Another source of faculty unease is professional credit. Journals have impact factors and citation indices, and textbooks have sales ﬁgures, but OERs thrown out into the open have none of these. When it comes to annual evaluation time, even if the educational materials license requires attribution, there is no reporting back of actual impact. Additional anxiety is caused by the possibility of derivative works: who keeps track of the trail, once the materials have left the repository? Thus, once again, the disconnect between repository and deployment becomes a hindrance to wider use.
The vision outlined here is not new. It goes back to a 2003 EDUCAUSE National Learning Infrastructure Initiative (NLII, now ELI) workgroup on the Next Generation Course Management System — but no such system has emerged in the intervening decades. Why?
The ﬁrst question to answer is whether a “supersized” CMS is feasible. Certainly, a monolith of learning content repository, sequencing tools, integrated course management, and feedback mechanisms is too ambitious and unwise to build. Instead of a monolith, the proposal instead is to establish an ecosystem, in which all of the pieces can be put into place.
People might argue that there is no room for a new CMS, which is why one of the modes that openLCMS can function is as a plugin to existing CMSs. Yet, openLCMS will also offer services to run standalone.

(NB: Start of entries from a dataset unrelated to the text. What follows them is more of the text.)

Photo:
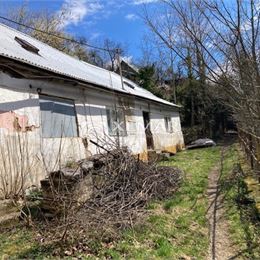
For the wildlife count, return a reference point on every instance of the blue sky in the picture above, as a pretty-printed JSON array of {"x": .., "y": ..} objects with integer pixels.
[{"x": 118, "y": 20}]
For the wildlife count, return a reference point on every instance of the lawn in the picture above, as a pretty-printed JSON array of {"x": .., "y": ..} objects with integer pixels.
[{"x": 176, "y": 228}]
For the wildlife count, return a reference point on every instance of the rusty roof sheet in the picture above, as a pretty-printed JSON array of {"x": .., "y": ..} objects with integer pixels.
[{"x": 53, "y": 60}]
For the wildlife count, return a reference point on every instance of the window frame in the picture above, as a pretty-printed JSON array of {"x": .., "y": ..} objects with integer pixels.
[
  {"x": 59, "y": 99},
  {"x": 110, "y": 121},
  {"x": 168, "y": 124}
]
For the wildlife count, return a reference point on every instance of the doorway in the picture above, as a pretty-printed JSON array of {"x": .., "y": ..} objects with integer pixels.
[{"x": 148, "y": 133}]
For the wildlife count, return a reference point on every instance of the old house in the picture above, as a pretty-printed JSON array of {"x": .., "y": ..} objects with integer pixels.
[{"x": 52, "y": 106}]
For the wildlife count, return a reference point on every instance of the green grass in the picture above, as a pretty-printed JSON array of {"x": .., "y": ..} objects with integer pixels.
[
  {"x": 176, "y": 227},
  {"x": 243, "y": 219}
]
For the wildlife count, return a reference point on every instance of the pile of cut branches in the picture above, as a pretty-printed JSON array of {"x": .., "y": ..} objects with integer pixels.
[{"x": 122, "y": 187}]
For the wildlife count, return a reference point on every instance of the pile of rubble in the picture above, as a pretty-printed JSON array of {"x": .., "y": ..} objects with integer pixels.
[{"x": 107, "y": 191}]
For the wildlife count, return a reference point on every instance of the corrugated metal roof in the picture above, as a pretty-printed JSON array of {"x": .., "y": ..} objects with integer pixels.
[{"x": 58, "y": 62}]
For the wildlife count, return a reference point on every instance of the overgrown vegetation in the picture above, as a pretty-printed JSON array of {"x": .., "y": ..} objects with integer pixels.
[
  {"x": 176, "y": 227},
  {"x": 241, "y": 212}
]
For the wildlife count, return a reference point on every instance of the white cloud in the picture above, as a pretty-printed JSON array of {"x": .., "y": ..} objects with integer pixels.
[
  {"x": 139, "y": 2},
  {"x": 74, "y": 11},
  {"x": 131, "y": 17}
]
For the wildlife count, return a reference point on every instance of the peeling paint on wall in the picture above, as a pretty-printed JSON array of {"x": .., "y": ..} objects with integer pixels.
[{"x": 14, "y": 122}]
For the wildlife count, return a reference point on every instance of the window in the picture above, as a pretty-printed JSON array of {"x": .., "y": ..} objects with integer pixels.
[
  {"x": 58, "y": 117},
  {"x": 168, "y": 124},
  {"x": 116, "y": 122}
]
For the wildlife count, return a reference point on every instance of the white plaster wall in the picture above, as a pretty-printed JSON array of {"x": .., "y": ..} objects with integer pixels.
[{"x": 21, "y": 96}]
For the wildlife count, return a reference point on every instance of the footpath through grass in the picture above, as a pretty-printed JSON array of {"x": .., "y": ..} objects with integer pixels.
[
  {"x": 176, "y": 228},
  {"x": 240, "y": 210}
]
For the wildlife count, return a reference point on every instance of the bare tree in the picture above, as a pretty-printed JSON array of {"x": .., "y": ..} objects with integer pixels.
[{"x": 224, "y": 39}]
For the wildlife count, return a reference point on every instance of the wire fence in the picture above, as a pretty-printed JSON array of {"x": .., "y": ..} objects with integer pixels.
[{"x": 251, "y": 146}]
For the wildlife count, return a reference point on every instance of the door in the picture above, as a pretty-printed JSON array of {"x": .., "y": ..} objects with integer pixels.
[{"x": 148, "y": 133}]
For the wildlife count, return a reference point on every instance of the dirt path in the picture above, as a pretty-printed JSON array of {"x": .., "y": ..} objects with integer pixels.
[{"x": 221, "y": 247}]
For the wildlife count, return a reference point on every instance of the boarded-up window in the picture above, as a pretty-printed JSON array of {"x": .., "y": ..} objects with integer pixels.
[
  {"x": 116, "y": 122},
  {"x": 168, "y": 124},
  {"x": 58, "y": 117}
]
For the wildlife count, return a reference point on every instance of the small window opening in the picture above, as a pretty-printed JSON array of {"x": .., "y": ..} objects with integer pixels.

There are privacy concerns: a cross-institutional system cannot lead to private student data in places where it has no business. Depending on an institution’s interpretation of applicable laws, student data may not even leave campus, and a hybrid model between local installations (possibly in the form of appliances) and global infrastructure and services is needed. We believe that such a system is possible and desirable:
- Educators will be able to identify and sequence the best of granular open, proprietary, and commercial content into educational playlists for their learners.
- As educators contribute, reuse, and remix content, they will build educational experiences that diﬀer fundamentally from static e-texts: dynamic online course packs that combine targeted and proven learning content with eﬀective assessment and analytics.
- Building on the power of data mining, crowdsourcing, and social networking, the platform will form, nurture, and support collaborative communities of practice of educators around the world.
- The system will provide an end-to-end solution from digital library functions, digital rights management, recommendation and sequencing tools, all the way to the course management functionality required to immediately deploy the online course packs: streamlined, eﬃcient, reliable.
Such a system provides a habitat for OERs, an ecological system in which they can thrive alongside other species of educational content.
Existing Model System
A model system does exist. The LON-CAPA system established in 1999 is currently used at 160 diﬀerent institutions. It implements all layers of the architecture described and currently hosts 660,000 reusable learning resources, including 290,000 randomizing online problems (see Fig. 1.3).
So far, 7,700 courses have relied on this resource pool, producing a signiﬁcant amount of dynamic metadata. There is de-identiﬁed analytics data from 138 million assessment transactions, and over 2.8 million weighted association rules between content resources were extracted. This led to a use-based taxonomy and a prototype recommender system. Clearly, dynamic metadata is far richer than any kind of static metadata attached to content resources.